13 Replies to “Cross-dressing All The Way To The Top: Where All The Transvestites Have Gone.”

  1. Out-standing tell us “Men are still 40% more likely to be promoted to senior management roles, over their female colleagues”

    Well it seems men are more likely to be nominated for women’s awards too! This man has stepped over millions of women onto this list.

  2. If I start wearing trousers to work do you think I will get men’s rights/jobs/whatevers? Oh fuck, I have been for 40 years and they must not have noticed.

  3. I am pleased for him that he can dress like this sometimes but he is not female or woman. He’s male. Own it Pip. Push the male boundaries.

  4. The whole Trans movement is out of control now. It needs to be stopped.

    There is a huge difference between someone who undergoes reassignment (or plans to) and the occasional cross-dresser.

    Pip/ Philip, is non-binary and not transgender. The ‘T label’ has been hijacked by a bunch of crazy kids and those that it used to represent have been pushed aside by a dangerous ideology that is going to bite society.
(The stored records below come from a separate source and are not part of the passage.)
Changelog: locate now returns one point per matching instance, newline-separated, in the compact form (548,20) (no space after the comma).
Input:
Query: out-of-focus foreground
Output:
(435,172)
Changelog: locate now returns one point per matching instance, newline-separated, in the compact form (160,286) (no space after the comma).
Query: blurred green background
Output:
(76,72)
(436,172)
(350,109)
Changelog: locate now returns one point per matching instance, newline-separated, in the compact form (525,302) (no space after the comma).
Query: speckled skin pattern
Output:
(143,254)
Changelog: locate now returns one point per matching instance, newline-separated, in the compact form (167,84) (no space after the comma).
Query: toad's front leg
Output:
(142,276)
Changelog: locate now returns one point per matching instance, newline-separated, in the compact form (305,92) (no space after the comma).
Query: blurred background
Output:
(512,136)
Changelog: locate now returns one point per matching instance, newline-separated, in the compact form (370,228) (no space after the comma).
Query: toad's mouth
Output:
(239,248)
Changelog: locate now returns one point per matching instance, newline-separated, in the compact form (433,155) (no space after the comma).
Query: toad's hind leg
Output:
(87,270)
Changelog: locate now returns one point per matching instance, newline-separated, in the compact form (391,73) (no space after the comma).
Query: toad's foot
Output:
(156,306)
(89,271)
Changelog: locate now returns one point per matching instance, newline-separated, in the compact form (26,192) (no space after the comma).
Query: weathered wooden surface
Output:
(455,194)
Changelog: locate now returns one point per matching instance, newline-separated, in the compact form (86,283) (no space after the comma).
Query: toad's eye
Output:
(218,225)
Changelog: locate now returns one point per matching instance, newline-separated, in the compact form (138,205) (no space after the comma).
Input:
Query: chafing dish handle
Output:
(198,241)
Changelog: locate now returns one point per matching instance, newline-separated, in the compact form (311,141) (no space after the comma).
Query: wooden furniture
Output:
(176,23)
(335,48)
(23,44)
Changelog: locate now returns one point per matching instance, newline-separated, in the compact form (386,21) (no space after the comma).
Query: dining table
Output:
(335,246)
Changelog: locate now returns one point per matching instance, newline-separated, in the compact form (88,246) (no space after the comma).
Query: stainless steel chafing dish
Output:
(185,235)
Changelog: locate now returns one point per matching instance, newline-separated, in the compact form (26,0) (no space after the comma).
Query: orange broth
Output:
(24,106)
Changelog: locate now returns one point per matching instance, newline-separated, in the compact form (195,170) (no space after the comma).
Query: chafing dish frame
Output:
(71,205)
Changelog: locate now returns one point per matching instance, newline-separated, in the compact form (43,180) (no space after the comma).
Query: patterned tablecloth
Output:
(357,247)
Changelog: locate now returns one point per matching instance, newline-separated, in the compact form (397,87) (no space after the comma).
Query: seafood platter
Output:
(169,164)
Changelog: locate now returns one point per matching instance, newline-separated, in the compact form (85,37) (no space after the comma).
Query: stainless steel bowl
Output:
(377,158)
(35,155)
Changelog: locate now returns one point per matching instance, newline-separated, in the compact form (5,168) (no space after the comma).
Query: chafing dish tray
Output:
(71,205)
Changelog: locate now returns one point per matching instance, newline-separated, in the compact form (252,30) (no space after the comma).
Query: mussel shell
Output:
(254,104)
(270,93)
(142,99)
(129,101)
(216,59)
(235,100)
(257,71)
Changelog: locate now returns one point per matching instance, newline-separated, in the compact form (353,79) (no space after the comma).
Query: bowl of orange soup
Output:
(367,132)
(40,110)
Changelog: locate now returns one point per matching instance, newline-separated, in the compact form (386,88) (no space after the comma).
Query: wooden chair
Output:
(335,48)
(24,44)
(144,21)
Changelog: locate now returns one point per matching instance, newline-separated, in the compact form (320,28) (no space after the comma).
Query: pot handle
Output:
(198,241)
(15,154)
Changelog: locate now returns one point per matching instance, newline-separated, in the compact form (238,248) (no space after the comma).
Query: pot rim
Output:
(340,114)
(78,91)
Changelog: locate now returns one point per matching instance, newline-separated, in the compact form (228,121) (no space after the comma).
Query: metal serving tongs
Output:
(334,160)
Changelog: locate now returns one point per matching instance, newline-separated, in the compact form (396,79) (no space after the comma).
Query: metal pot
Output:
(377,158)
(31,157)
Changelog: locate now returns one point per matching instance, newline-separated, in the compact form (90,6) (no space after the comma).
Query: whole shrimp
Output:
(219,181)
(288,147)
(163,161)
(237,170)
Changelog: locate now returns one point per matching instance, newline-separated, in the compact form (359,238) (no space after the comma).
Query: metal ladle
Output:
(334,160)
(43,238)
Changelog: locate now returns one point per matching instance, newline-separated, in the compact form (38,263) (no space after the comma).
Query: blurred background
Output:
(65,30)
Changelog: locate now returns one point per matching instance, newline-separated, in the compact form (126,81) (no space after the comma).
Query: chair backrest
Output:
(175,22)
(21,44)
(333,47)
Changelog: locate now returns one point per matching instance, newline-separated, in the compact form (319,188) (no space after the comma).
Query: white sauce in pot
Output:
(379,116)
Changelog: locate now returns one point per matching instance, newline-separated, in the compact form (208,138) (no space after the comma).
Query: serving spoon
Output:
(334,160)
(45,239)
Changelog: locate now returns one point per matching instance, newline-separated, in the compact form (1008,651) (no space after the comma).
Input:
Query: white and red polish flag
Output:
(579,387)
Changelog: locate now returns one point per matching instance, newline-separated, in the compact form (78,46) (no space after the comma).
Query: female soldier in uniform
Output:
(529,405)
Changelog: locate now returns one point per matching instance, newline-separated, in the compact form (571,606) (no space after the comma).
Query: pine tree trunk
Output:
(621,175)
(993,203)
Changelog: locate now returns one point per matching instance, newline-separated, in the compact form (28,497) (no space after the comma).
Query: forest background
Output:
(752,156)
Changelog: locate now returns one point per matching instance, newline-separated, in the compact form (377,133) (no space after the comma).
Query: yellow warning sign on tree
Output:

The whole TruCute versus TruScum is a prime example where those in the community who don’t agree with the current rhetoric are viciously trolled and attacked. You either agree or ‘shut up’.

    Differences of opinion are the foundations of debate. The gender-fluid movement and Mx Bunce’s actions are causing so much damage to everyone. Why is Mx Bunce wheeled out and allowed to represent everyone and is hoisted aloft as a modern-day gender-warrior? It’s embarrassing to see.

    I have an old colleague who once worked in Credit Suisse with Mx Bunce as a peer and they’re afraid to speak out or share their discomfort.

    This situation is not accepted by all in either the T community or the bank.